I am 6'1'' and 210lbs and am considering several bikes, including some carbon, but I've looked at the Solano and find it very appealing. Unfortunately, none of the local lbs has one to try!

Some of the reviews (there aren't many) say it's a good bike and yet I keep hearing that 'the brottom bracket is a noodle', or 'not stiff enough for bigger riders'. Does anyone here have an opinion?

I like the Solano because of it's understated looks, the durability/low maintenance of Ti, and the group - Shimano 10 speed on the 2005 model. But I'm very wary of getting an overcooked noodle!

Other bikes I'm considering: the new Giant TCR (1 or 0), Scott TCR1, and perhaps even a good ole' Cannondale optimo frame that seems to be recommended by a lot of people.

thanks!


----------



## hooo_ah (Nov 5, 2004)

A Litespeed dealer told me that the Solano is the same frame as a 2003 and earlier Tuscany.
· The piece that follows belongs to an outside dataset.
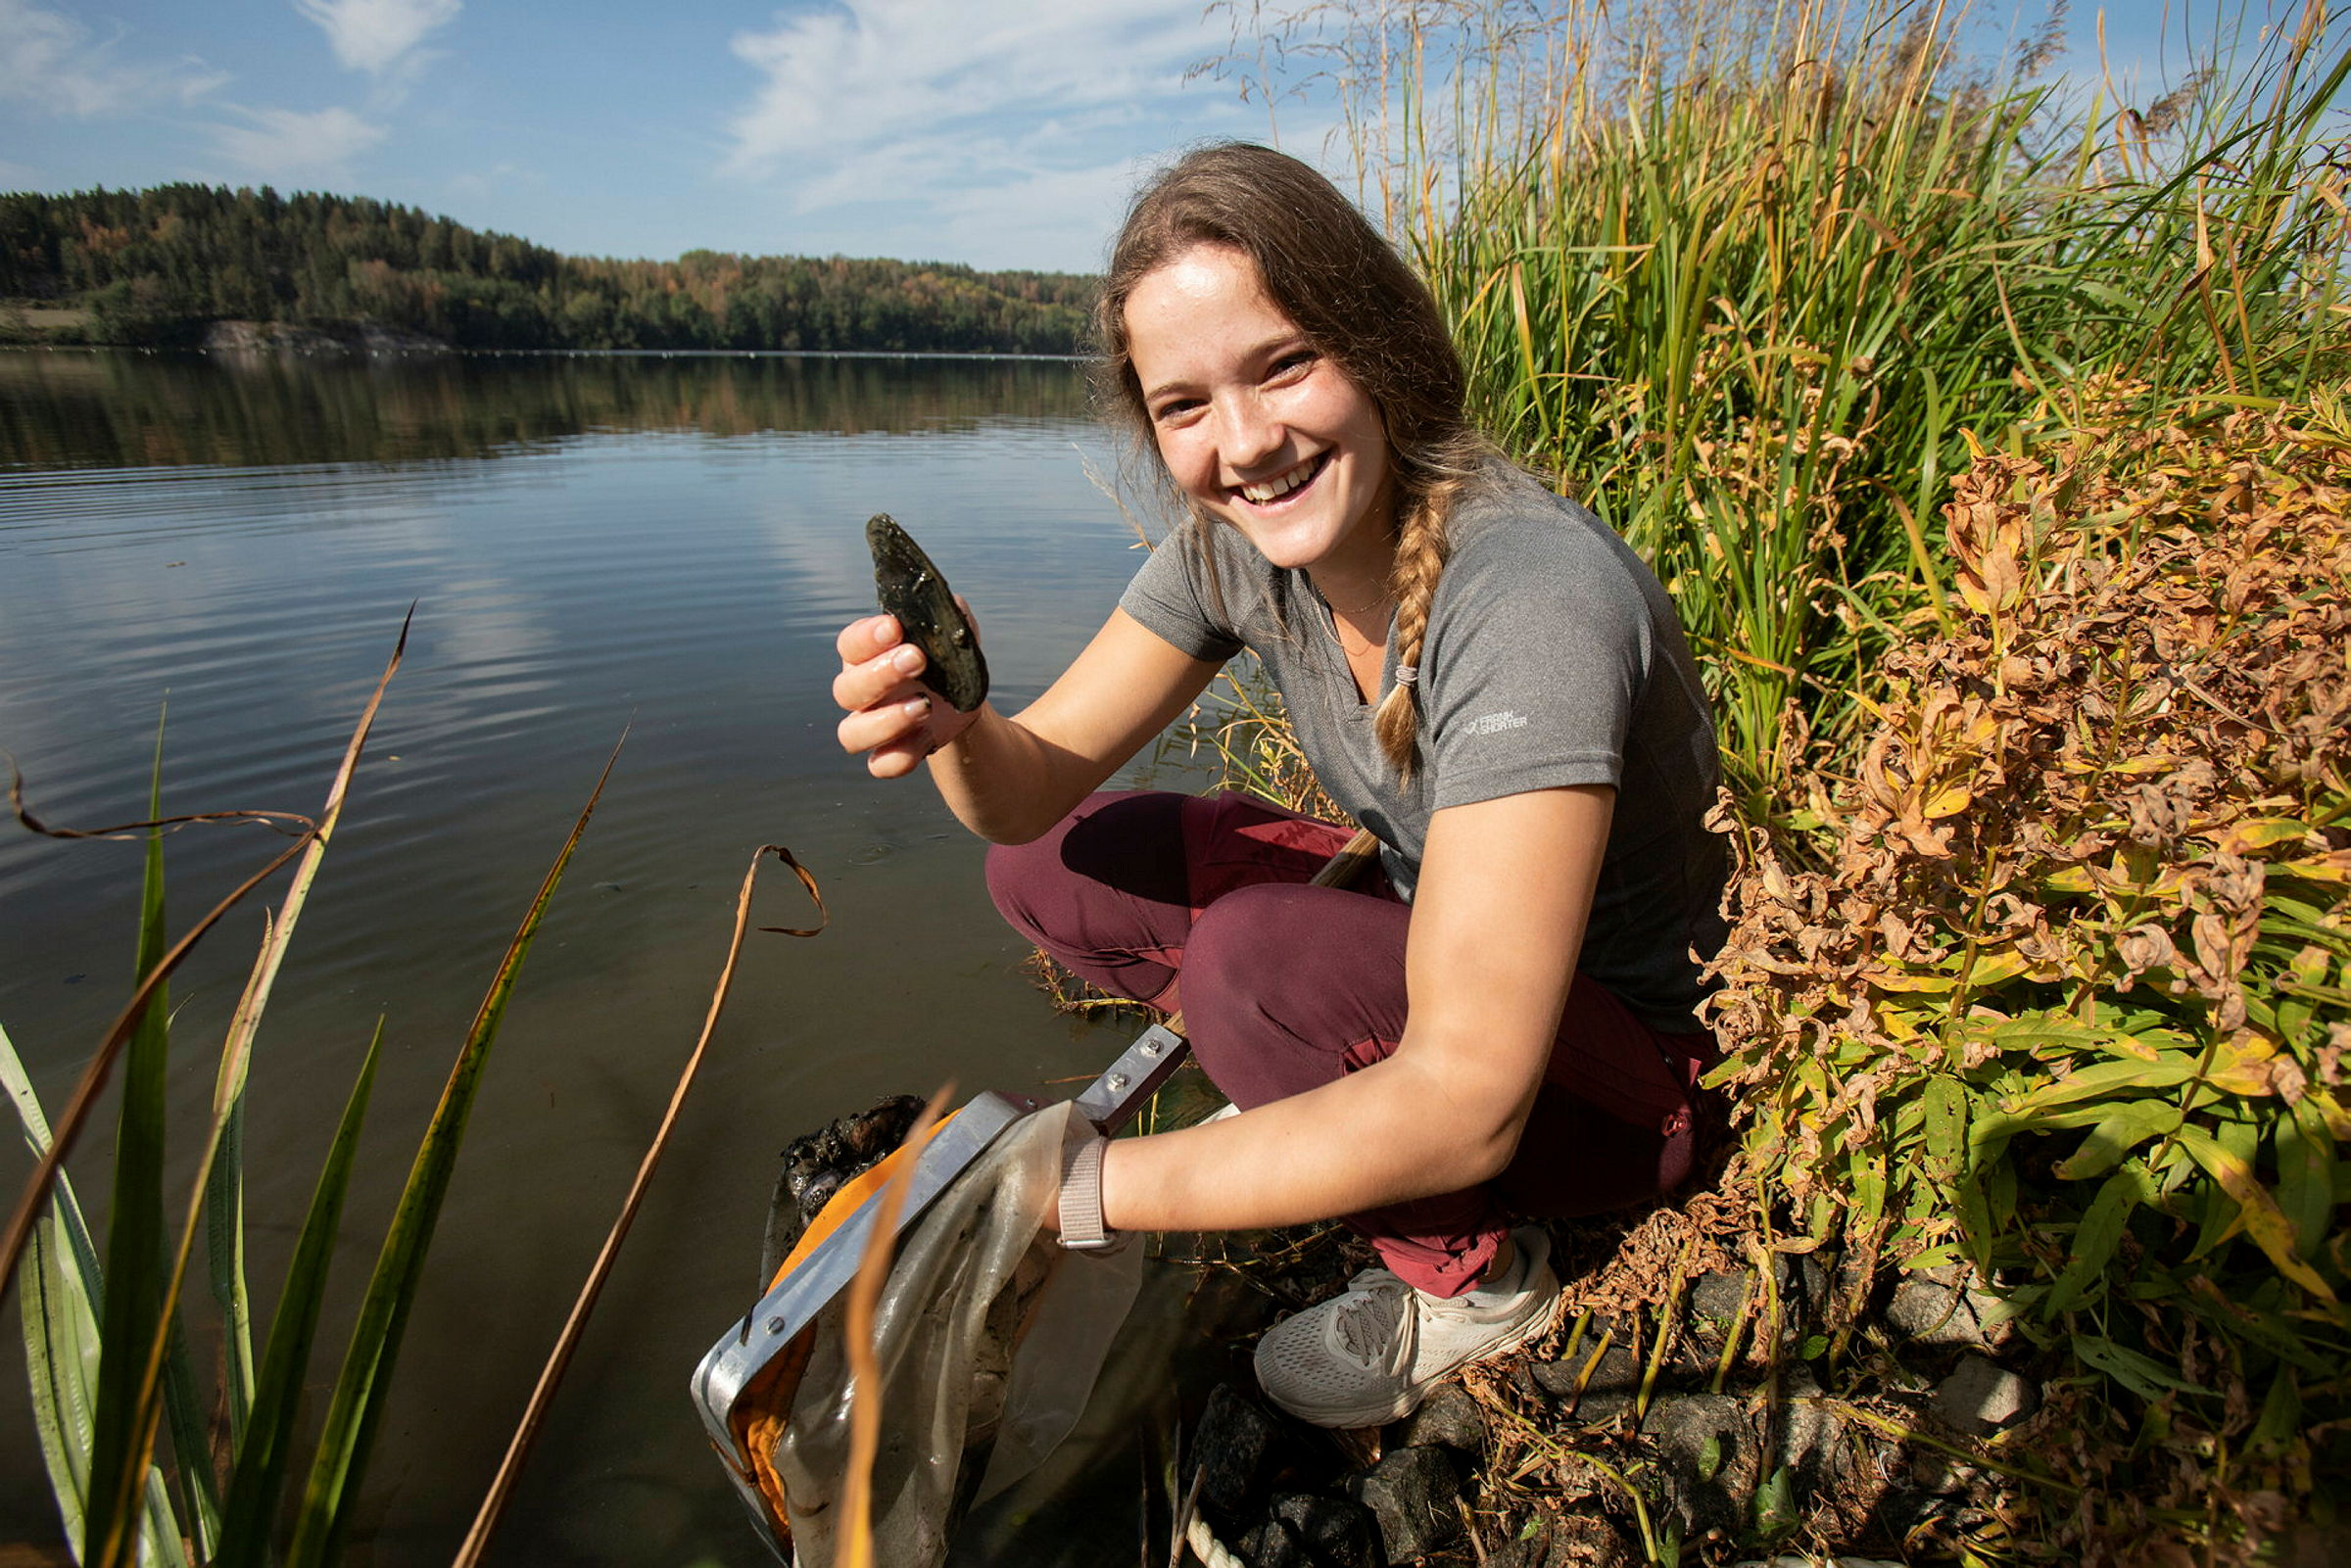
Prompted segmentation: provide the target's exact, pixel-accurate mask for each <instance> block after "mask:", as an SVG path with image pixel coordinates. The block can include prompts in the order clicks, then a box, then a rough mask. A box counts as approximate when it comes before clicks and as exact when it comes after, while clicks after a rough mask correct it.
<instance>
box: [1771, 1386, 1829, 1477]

Check out the reviews for those Tuscanys.


----------



## Cycledelic (Nov 16, 2004)

hooo_ah said:


> A Litespeed dealer told me that the Solano is the same frame as a 2003 and earlier Tuscany. Check out the reviews for those Tuscanys.



Will do! - thanks for the tip!


----------



## twowheelstex (Sep 7, 2005)

*solano*



Cycledelic said:


> I am 6'1'' and 210lbs and am considering several bikes, including some carbon, but I've looked at the Solano and find it very appealing. Unfortunately, none of the local lbs has one to try!
> 
> Some of the reviews (there aren't many) say it's a good bike and yet I keep hearing that 'the brottom bracket is a noodle', or 'not stiff enough for bigger riders'. Does anyone here have an opinion?
> 
> ...


I have a 05 Solano...the frame is very stiff...and the ride is smooth...i cannot speak for the bb


----------